Saat aku duduk di sini dan
bermain dengan gitar tua yang ku punya.
Di bawah bintang-bintang,
bagaikan aku berjalan sangat jauh
Ku rasakan gegap gempita disekelilingku.
Dan kehampaan mulai merasuki ku.
Ku coba menikmati keadaan yang ada saat ini.
Ku coba merasakan kebahagiaan yang mereka semua rasakan,
tapi ku tak dapat merasakan semuanya itu.
Ku kencangkan suara gitar tua ku.
mencoba mengusir dinginnya terpaan angin.
Setiap lagu yang ku nyanyikan
Adalah memori dari kenanganku,
Melodi gitar tua membawaku
Kembali ke sana lagi.
Ku lihat awal mula hidupku,
ku lihat mama berjuang mengeluarkan tubuh ku.
ku lihat saat pertama kali ku masuk sekolah
ku lihat saat pertama kali ku mulai berteman
ku lihat saat diriku mulai berbohong untuk kepentingan diriku
ku lihat saat pertama kali ku merasakan cinta
ku lihat diriku yang terpuruk karena penghianatan
Aku melihat diriku yang menjalani hidup penuh kemunafikan.
Saat aku dirumah, aku menjadi anak mama yang baik.
patuh dikit-dikit dan gak macem-macem.
Tapi aku melihat dimana tidak ada satu selubungpun yang menutupi kehidupanku.
Semua yang ku lihat membuatku muak, malu, menyesal dan ....

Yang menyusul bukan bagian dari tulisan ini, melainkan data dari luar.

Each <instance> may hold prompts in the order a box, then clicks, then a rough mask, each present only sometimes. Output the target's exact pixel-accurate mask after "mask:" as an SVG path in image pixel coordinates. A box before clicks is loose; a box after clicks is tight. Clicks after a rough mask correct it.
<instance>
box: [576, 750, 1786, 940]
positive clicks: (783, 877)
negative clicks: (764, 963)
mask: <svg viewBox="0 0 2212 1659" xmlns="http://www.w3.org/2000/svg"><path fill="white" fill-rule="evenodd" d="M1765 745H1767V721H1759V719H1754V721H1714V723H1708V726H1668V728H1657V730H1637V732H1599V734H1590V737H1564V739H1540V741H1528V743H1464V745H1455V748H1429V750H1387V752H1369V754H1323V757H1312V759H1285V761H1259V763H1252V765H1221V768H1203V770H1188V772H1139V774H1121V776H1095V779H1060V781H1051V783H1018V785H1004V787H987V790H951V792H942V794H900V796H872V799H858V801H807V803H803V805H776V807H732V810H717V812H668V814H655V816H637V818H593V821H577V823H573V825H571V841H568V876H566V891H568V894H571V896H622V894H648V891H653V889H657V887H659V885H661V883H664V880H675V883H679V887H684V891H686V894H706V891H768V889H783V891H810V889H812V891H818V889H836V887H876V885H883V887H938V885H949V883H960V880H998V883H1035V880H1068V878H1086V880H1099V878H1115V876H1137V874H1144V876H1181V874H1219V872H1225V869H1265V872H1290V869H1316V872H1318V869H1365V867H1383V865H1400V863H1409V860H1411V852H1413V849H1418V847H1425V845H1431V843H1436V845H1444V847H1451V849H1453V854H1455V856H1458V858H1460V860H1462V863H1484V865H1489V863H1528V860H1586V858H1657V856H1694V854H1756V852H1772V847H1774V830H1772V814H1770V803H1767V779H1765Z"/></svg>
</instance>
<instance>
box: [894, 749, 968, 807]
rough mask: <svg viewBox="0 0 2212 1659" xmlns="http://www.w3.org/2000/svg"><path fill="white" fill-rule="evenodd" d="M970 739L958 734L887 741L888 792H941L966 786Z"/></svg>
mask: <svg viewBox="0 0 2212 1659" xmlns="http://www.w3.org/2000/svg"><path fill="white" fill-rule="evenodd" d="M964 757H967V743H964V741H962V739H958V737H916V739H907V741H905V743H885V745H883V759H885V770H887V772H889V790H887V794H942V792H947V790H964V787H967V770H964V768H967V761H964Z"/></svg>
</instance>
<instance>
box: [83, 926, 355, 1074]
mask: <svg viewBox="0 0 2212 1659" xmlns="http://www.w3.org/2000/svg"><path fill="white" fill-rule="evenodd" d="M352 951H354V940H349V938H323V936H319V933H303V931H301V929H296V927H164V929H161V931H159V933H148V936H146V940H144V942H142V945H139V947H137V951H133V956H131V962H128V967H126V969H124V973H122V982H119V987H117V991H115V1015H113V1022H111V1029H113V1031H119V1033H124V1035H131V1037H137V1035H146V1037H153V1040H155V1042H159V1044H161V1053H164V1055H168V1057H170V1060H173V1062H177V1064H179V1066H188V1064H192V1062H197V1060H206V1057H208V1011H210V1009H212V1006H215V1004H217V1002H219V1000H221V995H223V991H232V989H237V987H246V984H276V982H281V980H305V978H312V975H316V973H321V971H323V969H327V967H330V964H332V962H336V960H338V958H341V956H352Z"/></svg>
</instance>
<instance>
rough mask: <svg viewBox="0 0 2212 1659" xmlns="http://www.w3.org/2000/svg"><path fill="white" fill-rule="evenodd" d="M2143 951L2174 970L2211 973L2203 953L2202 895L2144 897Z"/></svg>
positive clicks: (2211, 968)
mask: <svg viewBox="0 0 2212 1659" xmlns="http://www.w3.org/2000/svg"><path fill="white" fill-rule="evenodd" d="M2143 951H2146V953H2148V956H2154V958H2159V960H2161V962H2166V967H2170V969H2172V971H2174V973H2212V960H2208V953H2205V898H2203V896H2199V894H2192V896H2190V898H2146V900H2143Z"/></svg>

1001 perasaan lain yang berbaur menjadi satu.
Aku merasa diriku kotor dan tidak lagi berharga
aku sampah, aku tidak berguna, aku lelah menjalani hidupku.
Oh Tuhan....
aku butuh seseorang...
Teriak ku dalam nyanyianku...
Betapa aku menginginkan hidupku berjalan tenang tanpa kesedihan.
Sebagaimana awan lenyap dan melayang hilang
Demikian juga aku menginginkan beban penderitaan yang ku tanggung ini lenyap dan hilang.
karena bagi pohon masih ada harapan
apa bila ia ditebang, ia bertunas kembali
dan tunasnya tidak berhenti tumbuh.
Ketika aku menantikan terang
maka kegelapanlah yang datang.
Batinku bergelora dan tak kunjung diam.
Permainan gitar ku menjadi ratapan
dan suaraku menyerupai suara orang menangis.